Aufgewachsen im Nachkriegs-Deutschland

Exponenten zu finden, die sich öffentlich für das Referendum aussprechen, ist schwierig. Zu gross ist offenbar die Angst, als Schwulenhasser abgestempelt zu werden. Die religiösen Gemeinschaften präsentieren sich gespalten. Das hat mit den unterschiedlichen Lesarten der Bibel zu tun. Es gibt die liberalen Kreise, welche die Bibel als Buch verstehen, das von Menschen verfasst worden ist, die auf diese Weise ihre Beziehung zu Gott beschreiben. Dann gibt es Konservativ-Evangelikale, die keine Auslegung der Heiligen Schrift zulassen wollen. Für sie gilt, was in der Bibel steht, wörtlich.

Diese Teilung zeigt sich auch bei christlichen Parteien und den Landeskirchen. Die Evangelische Volkspartei (EVP) beschloss Stimmfreigabe, ebenso die Schweizer Bischofskonferenz. Die reformierte Landeskirche und die CVP Schweiz hingegen setzen sich für den Ausbau des Schutzes ein, empfehlen also ein Ja.

Möllers ausgeprägtes Sensorium bei Fragen zur Meinungsfreiheit lässt sich zu einem gewissen Grad mit seiner Herkunft erklären. Er wurde 1950 in Hamburg geboren. «Die Grenze zur DDR war nur 50 Kilometer entfernt», sagt der sechsfache Vater. «In der Sowjetunion wurden Christen verfolgt, wir hatten Kontakt zu Inhaftierten. Für mich, der im Nachkriegsdeutschland aufgewachsen ist, sind Demokratie und Freiheit etwas Besonderes und Schützenswertes.»

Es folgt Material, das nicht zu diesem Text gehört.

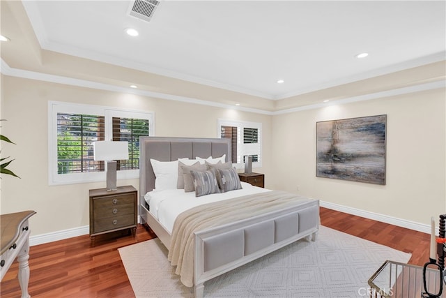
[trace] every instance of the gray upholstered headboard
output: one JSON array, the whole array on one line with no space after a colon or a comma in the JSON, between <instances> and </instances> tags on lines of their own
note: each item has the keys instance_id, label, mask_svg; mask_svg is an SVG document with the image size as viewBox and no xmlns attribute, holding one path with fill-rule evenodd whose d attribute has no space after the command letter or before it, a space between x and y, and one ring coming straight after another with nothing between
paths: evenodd
<instances>
[{"instance_id":1,"label":"gray upholstered headboard","mask_svg":"<svg viewBox=\"0 0 446 298\"><path fill-rule=\"evenodd\" d=\"M206 158L226 154L226 161L231 161L231 139L187 137L139 137L139 197L155 188L155 174L151 158L160 161L195 157ZM142 202L142 201L141 201Z\"/></svg>"}]
</instances>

In die Schweiz kam Möller wegen des Studiums. Er liess sich an der Freien Evangelisch-Theologischen Akademie Basel (FETA) in Riehen zum Theologen ausbilden, die Einrichtung heisst heute Staatsunabhängige Theologische Hochschule Basel (STH). Ab 1985 machte Möller bei der frisch gegründeten Freien Evangelischen Gemeinde (FEG) Aesch mit. Seit 2015 ist er pensioniert, hält aber weiterhin Predigten. Die Basler Religionsplattform Inforel bezeichnet die FEG Aesch mit ihren 60 bis 70 Mitgliedern als «explizit konservativ». Wie bei evangelikalen Gemeinden üblich, zähle die Gläubigentaufe, die Irrtumslosigkeit der Bibel und die Verbalinspiration zu den zentralen Glaubenslehren. Die FEG Aesch gehört keinem Dachverband an.

Anonyme Schmähbriefe und Anrufe

Möller äussert sich auch regelmässig ablehnend zur Ehe für alle, zu Sterbehilfe und kritisch zum Islam. «Aber ich bleibe immer freundlich, liebevoll und sachlich», wie er betont. «Und das erwarte ich von der anderen Seite auch.» Die Erwartung wird nicht immer erfüllt: Er berichtet von anonymen beleidigenden Anrufen und Briefen.

Um im Fall eines Ja am 9. Februar einer Anklage aus dem Weg zu gehen, würde es genügen, künftig auf das unkommentierte Zitieren der wohlbekannten heiklen Bibelstellen einfach zu verzichten. Doch Möller bleibt standhaft wie ein Fels. Gottes Massstäbe seien für bekennende Christen verbindlich. Sie würden an den Aussagen der Bibel festhalten. «Selbst da, wo wir die Bibel nicht verstehen.»